Some programmes provide cash transfers or grants for reducing poverty and vulnerabilities without imposing any obligations on the recipients (‘unconditional cash transfers’, or UCTs) in low- and middle-income countries (LMICs). Other times, people can only receive these cash transfers if they engage in required behaviours, such as using health services or sending their children to school (‘conditional cash transfers’, or CCTs). This review aimed to find out whether receiving UCTs would improve people’s use of health services and their health outcomes, compared with not receiving a UCT, receiving a smaller UCT amount or receiving a CCT. It also aimed to assess the effects of UCTs on daily living conditions that determine health and healthcare spending.

Background

UCTs are a type of social protection intervention that addresses income. It is unknown whether UCTs are more, less or equally as effective as CCTs. We reviewed the evidence on the effect of UCTs on health service use and health outcomes among children and adults in LMICs.

Study characteristics

The evidence is current to May 2017. We included experimental and selected non-experimental studies of UCTs in people of all ages in LMICs. We included studies that compared participants who received a UCT with those who received no UCT. We looked for studies that examined health services use and health outcomes.

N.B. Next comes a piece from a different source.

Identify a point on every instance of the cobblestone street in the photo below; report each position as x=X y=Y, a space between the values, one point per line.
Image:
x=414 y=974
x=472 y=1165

We found 21 studies (16 experimental and 5 non-experimental ones) with 1,092,877 participants (36,068 children and 1,056,809 adults) and 31,865 households in Africa, the Americas and South-East Asia. The UCTs were government programmes or research experiments. Most studies were funded by national governments and/or international organisations.

Key results

We use the words ‘probably’ to indicate moderate-quality evidence, ‘may/maybe’ for low-quality evidence, and ‘uncertain’ for very low-quality evidence. A UCT may not impact the likelihood of having used any health service in the previous 1 to 12 months. UCTs probably led to a clinically meaningful, very large reduction in the risk of having had any illness in the previous two weeks to three months. They may increase the likelihood of having had secure access to food over the previous month. They may also increase the average number of different food groups consumed in the household over the previous week. Despite several studies providing relevant evidence, the effects of UCTs on the likelihood of stunting and on depression levels remain uncertain. No study estimated effects on dying. UCTs probably led to a clinically meaningful, moderate increase in the likelihood of currently attending school. The evidence was uncertain for whether UCTs impacted livestock ownership, extreme poverty, participation in child labour, adult employment and parenting quality. UCTs may increase the amount of money spent on health care. The effects of UCTs on differences in health were very uncertain. We did not identify any harms from UCTs. Three experimental studies reported evidence on the impact of a UCT compared with a CCT on the likelihood of having used any health services, the likelihood of having had any illness or the average number of food groups consumed in the household, but evidence was limited to one study per outcome and was very uncertain for all three.

Quality of the evidence

Of the seven prioritised primary outcomes, the body of evidence for one outcome was of moderate quality, for three outcomes of low quality, for two outcomes of very low quality, and for one outcome, there was no evidence at all.

Conclusions

This body of evidence suggests that unconditional cash transfer (UCTs) may not impact health services use among children and adults in LMICs. UCTs probably or may improve some health outcomes (i.e. the likelihood of having had any illness, the likelihood of having secure access to food, and diversity in one’s diet), one social determinant of health (i.e. the likelihood of attending school), and healthcare expenditure. The evidence on the health effects of UCTs compared with those of CCTs is uncertain.